O Expresso sabe que o Projeto Tejo também já foi apresentado a dois bancos (há mais um na calha) que se mostraram interessados numa eventual parceria financeira para o empreendimento. No entanto, segundo os seus promotores, o acesso a fundos europeus será “absolutamente determinante”.

O Governo, através do ministro da Agricultura, Capoulas Santos e do secretário de Estado da Agricultura, Luís Vieira, também já tem conhecimento da estrutura que está a ser preparada há vários meses.

O grupo de promotores procura agora cobertura política e institucional para a iniciativa e está já a estudar como será o modelo de gestão deste mega-empreendimento.

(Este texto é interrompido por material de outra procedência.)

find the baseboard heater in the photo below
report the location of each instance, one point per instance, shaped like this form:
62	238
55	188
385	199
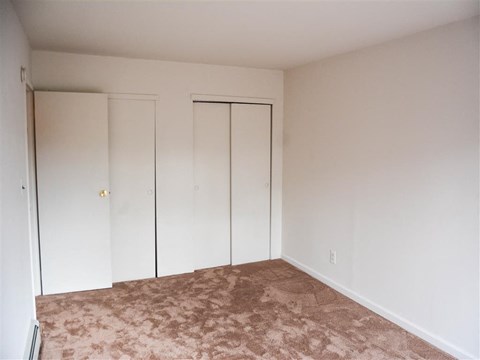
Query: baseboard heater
33	342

Da equipa fundadora do projeto fazem ainda parte o consultor e ex-ministro da Economia Augusto Mateus e o professor catedrático e especialista em questões agrícolas Francisco Avilez.

Está prevista a construção de seis ou sete açudes em vez de uma grande albufeira. Ficarão espaçados em cerca de 20 quilómetros uns dos outros e irão suceder-se entre Vila Franca de Xira e Abrantes.